I AM is one of my favorite names of God. When the Lord revealed Himself to Moses at the burning bush and commissioned him to stand face-to-face with Pharaoh and lead Israel out of Egypt, Moses was afraid. Anxious. He questioned God. Then he asked, “What if they ask for your name? What do I tell them?”

God’s reply was powerful: I AM WHO I AM.

And He is unchanging. Moses’ God is my God too. He’s the Lord of glory. Strength. Power. Faithfulness. He’s our Provider and Protector.

That same God is present in my circumstances.

Thank you, Lord.

I sat the darkness that evening and spoke His name aloud.

Because of I AM, I can give up control.

Because of I AM, I can trust.

Because of I AM, I can hope.

I looked again at the vast, dark sky, the sky that stretched past where I could see. Suddenly, sitting there, I felt small. Not insignificant and small, but small when compared to His endless power, love and grace. My worry felt smaller too; it was too much for me to hold.

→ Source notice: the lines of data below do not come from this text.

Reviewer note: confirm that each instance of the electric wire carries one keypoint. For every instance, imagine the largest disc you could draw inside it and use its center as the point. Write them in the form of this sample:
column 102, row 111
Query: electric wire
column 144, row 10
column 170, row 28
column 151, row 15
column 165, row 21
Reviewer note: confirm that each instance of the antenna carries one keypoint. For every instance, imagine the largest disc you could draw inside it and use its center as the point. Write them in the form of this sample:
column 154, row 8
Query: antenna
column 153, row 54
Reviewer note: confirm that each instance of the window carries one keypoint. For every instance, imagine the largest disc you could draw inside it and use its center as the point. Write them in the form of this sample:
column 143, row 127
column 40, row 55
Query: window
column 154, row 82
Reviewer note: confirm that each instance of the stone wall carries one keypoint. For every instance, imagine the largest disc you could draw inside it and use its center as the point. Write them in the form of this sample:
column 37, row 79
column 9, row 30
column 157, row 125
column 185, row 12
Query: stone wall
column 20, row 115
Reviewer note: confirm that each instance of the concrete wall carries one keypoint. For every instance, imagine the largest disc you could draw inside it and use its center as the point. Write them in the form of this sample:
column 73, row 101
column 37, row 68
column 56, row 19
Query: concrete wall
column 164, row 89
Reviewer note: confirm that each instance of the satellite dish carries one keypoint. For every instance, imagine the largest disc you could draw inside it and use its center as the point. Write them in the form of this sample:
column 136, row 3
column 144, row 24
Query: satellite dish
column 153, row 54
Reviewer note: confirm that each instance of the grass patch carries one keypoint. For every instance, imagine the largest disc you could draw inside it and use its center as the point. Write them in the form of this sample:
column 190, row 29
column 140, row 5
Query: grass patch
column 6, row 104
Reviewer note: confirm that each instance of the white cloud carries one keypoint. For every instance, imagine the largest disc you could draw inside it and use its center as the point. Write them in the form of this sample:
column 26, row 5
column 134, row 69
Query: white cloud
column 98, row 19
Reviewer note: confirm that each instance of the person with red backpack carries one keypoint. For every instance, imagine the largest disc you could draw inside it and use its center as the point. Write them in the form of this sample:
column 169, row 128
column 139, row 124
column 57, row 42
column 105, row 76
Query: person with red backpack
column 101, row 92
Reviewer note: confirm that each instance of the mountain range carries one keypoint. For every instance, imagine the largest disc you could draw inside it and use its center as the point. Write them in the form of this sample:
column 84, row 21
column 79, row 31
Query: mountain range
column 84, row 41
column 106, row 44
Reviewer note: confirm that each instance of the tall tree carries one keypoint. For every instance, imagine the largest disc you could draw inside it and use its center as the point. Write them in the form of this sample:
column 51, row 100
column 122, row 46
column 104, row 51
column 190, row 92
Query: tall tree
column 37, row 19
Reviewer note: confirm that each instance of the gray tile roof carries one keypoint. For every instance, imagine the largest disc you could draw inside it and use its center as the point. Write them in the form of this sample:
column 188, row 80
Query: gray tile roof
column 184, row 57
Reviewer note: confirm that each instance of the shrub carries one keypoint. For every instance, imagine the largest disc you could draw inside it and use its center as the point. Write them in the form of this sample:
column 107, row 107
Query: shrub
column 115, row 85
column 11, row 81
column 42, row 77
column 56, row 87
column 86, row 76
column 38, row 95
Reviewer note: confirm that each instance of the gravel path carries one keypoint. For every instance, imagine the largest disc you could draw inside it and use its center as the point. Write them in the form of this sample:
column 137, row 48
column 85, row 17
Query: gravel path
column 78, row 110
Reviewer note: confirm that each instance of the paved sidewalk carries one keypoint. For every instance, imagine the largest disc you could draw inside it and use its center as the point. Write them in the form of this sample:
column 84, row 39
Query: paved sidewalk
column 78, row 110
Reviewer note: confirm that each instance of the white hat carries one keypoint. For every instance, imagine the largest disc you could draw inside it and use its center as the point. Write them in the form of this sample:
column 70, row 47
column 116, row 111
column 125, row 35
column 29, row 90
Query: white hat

I belong to the great I AM WHO I AM, and when I reach for Him, I can let go.

Letting Go of Regrets

The giant flounder latched onto the hook on my husband’s fishing pole. The water churned as the fish tried to get away, but Paul kept reeling him into shore. That fish was huge–the biggest flounder he had ever seen.

Golfers at the course across the lagoon stopped playing to watch. They cheered Paul on as he reeled…and reeled…and reeled, until the fish got almost to land. And just as Paul started to pull him onto the bank, the unthinkable happened—the line broke.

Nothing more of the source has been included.